In the collection’s final story, “The Meeting,” the first-person narrator dreams of a reunion at her grandmother’s country home, one that takes the shape of an extended metaphor. The dinner guests include the narrator’s family, along with luminaries like Alice Walker and Missy Elliott, as well as Jesus, and a mysterious woman from the kitchen who is invited to the table. The narrator hears lessons from Jesus about the need for love, and all of the guests offer their ideas of the spirit of togetherness in one way or another. The identity of the mysterious woman is revealed, and the house becomes filled with much joy, despite the pervasive sadness of remembering those who are gone. At the end of this story, as with the whole collection, we are left with memorable images of these characters, like people we know, like ourselves, who find joy and beauty in the world, its thrills and adventures, its raw experience, all while carrying sadness deep in their hearts.

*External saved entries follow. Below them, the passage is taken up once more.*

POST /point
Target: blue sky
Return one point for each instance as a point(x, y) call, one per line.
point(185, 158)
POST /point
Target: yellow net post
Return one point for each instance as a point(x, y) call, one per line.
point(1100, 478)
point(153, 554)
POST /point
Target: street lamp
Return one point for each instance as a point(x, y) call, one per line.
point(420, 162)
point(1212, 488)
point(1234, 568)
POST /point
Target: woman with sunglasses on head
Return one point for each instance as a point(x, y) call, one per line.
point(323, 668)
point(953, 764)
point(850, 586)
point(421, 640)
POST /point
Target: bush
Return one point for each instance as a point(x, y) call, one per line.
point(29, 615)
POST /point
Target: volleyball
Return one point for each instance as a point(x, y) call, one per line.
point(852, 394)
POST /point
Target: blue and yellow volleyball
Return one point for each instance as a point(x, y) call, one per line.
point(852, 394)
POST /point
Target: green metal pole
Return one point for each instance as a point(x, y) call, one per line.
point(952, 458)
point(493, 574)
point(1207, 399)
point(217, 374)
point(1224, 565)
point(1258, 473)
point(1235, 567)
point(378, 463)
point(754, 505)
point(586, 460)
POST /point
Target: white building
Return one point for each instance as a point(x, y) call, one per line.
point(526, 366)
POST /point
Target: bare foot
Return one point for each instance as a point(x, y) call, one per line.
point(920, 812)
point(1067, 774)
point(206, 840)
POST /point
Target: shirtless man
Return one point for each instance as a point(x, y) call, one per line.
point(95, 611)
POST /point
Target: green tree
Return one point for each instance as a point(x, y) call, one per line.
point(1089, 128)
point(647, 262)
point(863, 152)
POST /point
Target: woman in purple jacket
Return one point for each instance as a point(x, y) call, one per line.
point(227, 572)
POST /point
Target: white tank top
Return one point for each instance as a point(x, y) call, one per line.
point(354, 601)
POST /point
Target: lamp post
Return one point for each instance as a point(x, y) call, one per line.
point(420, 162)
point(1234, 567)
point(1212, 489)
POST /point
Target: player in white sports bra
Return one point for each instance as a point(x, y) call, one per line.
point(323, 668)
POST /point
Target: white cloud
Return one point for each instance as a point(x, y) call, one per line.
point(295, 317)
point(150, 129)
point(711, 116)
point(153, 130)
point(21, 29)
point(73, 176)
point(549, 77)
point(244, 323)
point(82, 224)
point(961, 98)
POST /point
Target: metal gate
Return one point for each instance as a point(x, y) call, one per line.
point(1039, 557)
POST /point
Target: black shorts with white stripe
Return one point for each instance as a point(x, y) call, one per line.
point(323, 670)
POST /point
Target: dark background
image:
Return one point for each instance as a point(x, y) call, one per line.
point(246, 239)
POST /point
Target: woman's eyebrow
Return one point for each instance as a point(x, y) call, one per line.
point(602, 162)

Juyanne James was raised in rural Louisiana. She holds an MA in Literature from the University of New Orleans and an MFA in Writing from Spalding University. Her short fiction has appeared in various journals, including The Louisville Review, Mythium: the Journal of Contemporary Literature and Cultural Voices, and Eleven Eleven, as well as the anthology Something in the Water: 20 Louisiana Stories (Portals Press, 2010). She has written for Symphony Space’s Selected Shorts Commissioning Project (“You Don’t Know Me, Child”), and she has been nominated for a Pushcart Prize on three occasions. Her story, “The Elderberries,” appeared in New Stories from the South: Best of 2009. She has also published the personal essay, “Table Scraps” (Bayou Magazine, 2013), which was a notable in Best American Essays 2014. She lives in New Orleans and teaches writing at the University of Holy Cross.